ロシアの文豪トルストイの原作をもとに、名匠ロベール・ブレッソンが脚色、監督。同監督の遺作となった「ラルジャン」。名作です。
裕福な家庭の少年が小遣いほしさに友人と偽札を使ったことをきっかけに、巡り巡って罪もない一人の男が悲劇的な運命を辿ることになっていく、というお話し。

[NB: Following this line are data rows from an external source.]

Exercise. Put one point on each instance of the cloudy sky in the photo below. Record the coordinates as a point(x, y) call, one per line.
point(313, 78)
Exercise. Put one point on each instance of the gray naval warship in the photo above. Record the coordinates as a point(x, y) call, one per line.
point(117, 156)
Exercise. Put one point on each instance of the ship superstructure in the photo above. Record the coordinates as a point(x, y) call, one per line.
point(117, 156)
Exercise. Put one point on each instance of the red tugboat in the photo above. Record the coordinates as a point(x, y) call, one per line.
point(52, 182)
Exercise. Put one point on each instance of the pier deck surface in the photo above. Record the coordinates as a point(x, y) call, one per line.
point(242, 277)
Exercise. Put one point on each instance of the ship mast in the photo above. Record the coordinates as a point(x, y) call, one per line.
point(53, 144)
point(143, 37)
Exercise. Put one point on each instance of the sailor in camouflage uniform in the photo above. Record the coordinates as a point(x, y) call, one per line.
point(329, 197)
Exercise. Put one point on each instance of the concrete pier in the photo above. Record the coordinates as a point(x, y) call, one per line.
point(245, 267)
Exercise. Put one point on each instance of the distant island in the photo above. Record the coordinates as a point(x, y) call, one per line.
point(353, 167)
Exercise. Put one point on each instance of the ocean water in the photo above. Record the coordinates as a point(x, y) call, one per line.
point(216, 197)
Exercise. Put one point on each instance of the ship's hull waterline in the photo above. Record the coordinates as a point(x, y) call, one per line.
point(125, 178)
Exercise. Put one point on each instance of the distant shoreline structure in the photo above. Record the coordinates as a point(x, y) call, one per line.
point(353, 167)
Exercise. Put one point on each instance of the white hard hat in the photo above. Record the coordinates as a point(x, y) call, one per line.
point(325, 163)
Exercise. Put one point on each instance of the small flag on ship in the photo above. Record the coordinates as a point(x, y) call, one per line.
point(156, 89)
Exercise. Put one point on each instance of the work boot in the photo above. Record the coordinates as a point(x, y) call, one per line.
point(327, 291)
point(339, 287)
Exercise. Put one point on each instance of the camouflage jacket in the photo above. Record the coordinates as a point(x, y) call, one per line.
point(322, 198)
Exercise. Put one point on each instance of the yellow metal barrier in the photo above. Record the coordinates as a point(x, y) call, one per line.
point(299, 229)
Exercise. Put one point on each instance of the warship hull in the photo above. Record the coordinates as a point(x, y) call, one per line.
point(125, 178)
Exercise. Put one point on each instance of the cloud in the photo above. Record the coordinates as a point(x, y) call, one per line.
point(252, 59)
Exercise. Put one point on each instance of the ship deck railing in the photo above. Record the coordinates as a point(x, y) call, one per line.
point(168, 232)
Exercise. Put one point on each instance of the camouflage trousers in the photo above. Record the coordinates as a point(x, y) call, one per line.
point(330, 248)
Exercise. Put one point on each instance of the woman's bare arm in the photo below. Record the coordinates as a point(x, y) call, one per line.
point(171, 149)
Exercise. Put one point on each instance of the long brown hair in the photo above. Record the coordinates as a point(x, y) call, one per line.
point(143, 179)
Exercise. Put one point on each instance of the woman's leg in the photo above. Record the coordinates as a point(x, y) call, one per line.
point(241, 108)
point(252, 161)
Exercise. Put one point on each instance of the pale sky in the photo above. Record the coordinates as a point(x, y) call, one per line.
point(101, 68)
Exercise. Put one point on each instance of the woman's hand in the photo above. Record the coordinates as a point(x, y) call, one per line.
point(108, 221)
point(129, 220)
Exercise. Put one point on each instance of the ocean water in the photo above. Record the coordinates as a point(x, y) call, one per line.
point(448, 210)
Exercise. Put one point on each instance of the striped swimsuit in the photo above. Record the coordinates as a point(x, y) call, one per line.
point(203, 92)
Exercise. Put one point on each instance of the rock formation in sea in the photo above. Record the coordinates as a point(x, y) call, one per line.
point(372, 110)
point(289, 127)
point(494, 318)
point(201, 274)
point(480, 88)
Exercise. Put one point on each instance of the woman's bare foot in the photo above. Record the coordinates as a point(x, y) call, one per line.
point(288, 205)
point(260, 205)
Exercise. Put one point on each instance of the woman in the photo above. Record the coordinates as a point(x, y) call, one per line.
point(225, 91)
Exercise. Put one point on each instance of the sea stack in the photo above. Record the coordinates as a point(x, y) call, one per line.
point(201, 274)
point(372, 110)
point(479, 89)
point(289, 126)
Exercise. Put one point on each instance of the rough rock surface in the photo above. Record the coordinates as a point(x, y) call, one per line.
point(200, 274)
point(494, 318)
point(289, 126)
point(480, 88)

出演しているキャストは、いわゆる職業俳優ではないそうで、確かにセリフ自体にもほとんど抑揚がなく、感情というものが一切排されている感じ。また、劇中のBGMなどの効果音もほぼゼロ。主人公イヴォンが狂気に駆られて行う残虐なシーンでも、直接的な描写は一切なし。まさに極限まで「情緒」というものを削ぎ落した究極のミニマリズム。その徹底ぶりはストイックですらあります。
個人的には、役者さんの過剰な演技や効果的なBGMなどに対して、かえって興ざめさせられることも結構あるので、この手の無機質な作風は逆に刺激的でグイグイと惹き込まれるものがありました。素晴らしい。
ブレッソン監督の独特の演出技法が展開される「芸術性」の高い作品かもしれませんが、ストーリー自体に物語性がありますので、それだけでも十分に娯楽作品として楽しめる映画だと思います。
名作として語り継がれるだけある、まさに「芸術の秋」に鑑賞するにはピッタリの作品でした。